Я сочувственно покивала, а Ниночка предпочла задать вопрос по делу:
– Как у этого Рестаева с платежеспособностью? И вообще с порядочностью? Кинуть нас он не попробует?
– Да нет вроде, ничего такого… – Как только речь зашла о деле, Гоша успокоился. – Денег его я, конечно, не считал, но не думаю, что он бедствует. И в смысле порядочности тоже, ничего плохого я не слышал. Правда, женился он несколько лет назад со скандалом… вернее, женился он нормально, разводился со скандалом.
– То есть сейчас у него вторая жена?
– Третья. Нынешняя прима, Галина Кострова.
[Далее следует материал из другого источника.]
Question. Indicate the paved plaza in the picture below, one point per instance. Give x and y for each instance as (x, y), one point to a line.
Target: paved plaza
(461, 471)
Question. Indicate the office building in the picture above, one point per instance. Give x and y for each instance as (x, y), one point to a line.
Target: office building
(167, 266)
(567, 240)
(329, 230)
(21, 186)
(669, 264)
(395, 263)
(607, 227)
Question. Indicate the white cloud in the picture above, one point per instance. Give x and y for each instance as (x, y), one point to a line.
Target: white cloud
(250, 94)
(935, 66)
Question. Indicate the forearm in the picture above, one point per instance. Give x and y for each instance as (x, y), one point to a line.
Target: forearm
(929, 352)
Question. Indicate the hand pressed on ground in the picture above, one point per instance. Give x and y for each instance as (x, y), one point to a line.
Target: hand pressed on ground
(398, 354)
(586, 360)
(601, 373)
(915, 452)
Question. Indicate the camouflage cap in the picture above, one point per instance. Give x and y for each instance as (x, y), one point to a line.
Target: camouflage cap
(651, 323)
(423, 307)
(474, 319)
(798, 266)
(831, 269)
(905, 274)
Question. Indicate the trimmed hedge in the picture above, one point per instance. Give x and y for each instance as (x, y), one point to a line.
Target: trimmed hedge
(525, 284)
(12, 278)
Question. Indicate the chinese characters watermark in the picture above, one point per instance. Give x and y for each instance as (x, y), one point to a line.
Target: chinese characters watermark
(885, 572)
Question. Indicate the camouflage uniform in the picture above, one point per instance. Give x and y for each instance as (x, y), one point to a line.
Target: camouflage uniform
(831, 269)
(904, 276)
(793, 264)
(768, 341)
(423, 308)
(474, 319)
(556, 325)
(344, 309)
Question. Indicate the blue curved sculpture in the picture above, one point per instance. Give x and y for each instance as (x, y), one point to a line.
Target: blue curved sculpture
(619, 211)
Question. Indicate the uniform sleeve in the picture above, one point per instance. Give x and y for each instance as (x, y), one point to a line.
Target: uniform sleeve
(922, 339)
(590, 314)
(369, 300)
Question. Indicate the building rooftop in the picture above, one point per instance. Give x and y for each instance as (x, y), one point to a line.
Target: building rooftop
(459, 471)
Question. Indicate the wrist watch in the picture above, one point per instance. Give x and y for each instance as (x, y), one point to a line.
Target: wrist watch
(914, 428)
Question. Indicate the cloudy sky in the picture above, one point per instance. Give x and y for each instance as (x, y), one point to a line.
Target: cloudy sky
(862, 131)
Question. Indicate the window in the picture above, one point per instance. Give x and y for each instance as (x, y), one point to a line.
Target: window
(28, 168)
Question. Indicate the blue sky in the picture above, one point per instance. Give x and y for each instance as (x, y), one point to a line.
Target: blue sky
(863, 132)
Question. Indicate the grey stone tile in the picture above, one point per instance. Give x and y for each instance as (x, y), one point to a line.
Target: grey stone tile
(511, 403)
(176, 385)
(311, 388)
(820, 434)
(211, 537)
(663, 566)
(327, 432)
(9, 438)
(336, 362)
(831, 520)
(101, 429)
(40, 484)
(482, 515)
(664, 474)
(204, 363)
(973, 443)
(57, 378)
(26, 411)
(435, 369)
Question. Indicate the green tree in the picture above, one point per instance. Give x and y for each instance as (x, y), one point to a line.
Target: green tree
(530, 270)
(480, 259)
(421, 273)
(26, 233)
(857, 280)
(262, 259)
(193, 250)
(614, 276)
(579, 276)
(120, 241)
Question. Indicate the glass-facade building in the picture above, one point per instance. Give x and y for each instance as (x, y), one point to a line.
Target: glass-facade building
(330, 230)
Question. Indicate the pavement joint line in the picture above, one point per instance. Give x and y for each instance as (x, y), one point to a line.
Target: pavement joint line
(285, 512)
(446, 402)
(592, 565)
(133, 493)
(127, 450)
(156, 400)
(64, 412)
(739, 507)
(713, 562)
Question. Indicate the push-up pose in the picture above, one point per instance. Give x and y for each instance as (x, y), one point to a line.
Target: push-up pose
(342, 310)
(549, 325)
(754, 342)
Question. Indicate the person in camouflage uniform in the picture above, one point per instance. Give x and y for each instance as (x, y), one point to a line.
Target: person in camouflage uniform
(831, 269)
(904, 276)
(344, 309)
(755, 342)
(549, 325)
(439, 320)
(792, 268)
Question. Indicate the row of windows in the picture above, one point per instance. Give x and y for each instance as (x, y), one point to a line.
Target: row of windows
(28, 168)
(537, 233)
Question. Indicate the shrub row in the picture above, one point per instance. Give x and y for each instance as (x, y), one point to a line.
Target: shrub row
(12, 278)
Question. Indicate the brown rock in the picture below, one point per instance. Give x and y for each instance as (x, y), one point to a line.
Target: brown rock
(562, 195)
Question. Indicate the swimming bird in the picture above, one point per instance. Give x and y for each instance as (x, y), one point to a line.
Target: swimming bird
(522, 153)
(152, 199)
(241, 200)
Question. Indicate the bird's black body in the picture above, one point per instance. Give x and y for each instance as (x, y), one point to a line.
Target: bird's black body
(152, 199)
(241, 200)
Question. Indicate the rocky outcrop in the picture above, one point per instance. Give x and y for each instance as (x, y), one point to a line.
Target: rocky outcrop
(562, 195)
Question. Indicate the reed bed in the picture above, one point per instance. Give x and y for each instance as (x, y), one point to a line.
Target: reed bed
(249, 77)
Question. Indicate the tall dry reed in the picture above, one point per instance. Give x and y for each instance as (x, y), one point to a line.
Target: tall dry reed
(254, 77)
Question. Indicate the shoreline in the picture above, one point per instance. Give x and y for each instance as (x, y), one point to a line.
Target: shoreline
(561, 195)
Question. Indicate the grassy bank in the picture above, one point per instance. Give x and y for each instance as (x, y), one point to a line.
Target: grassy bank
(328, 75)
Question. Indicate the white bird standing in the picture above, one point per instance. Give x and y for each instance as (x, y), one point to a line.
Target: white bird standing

Но вся эта история лет пять назад была, да и скандалила бывшая жена, а сам Рестаев держался вполне достойно.
– Но зачем мы Рестаеву понадобились, ты сказать не можешь? – уточнила Ниночка. Дождалась Гошиного утвердительного кивка, закрыла блокнот и отлепилась от косяка. – Пойду пошустрю в Интернете. Может, нарою что.
– Скорее всего, он в четвертый раз жениться собрался, – предположила я. – И ищет компромат на теперешнюю жену.
– Насколько мне известно, – возразил Гоша, – компромат на Кострову искать не надо. Она сама его подбрасывает, и с большим удовольствием.
– Может, у него что-то украли, и он хочет найти вора, не поднимая шума?
– Бессмысленный разговор, – прервал нашу игру в угадайку Баринов. – Придет к нам господин Рестаев и сам расскажет, что ему нужно. У вас есть чем пока заняться?
– А как же! – хищно улыбнулся напарник. – Рита, пойдем пошепчемся.
Я обреченно вздохнула и поднялась. Знаю я, что означает Гошкино «пошепчемся» и в чем оно выражается. Так что, едва пройдя в дверь, которую напарник галантно передо мной придержал, я сразу отскочила в сторону и сумела увернуться от здоровенного кулака. Автоматически ударила локтем, поднырнула под занесенную руку и тут же полетела вверх тормашками. Одна радость – успела сделать очень удачную подсечку, и на пол в приемной мы рухнули уже вместе.
– Не здесь! – грозно прикрикнула Ниночка. – Катитесь к себе!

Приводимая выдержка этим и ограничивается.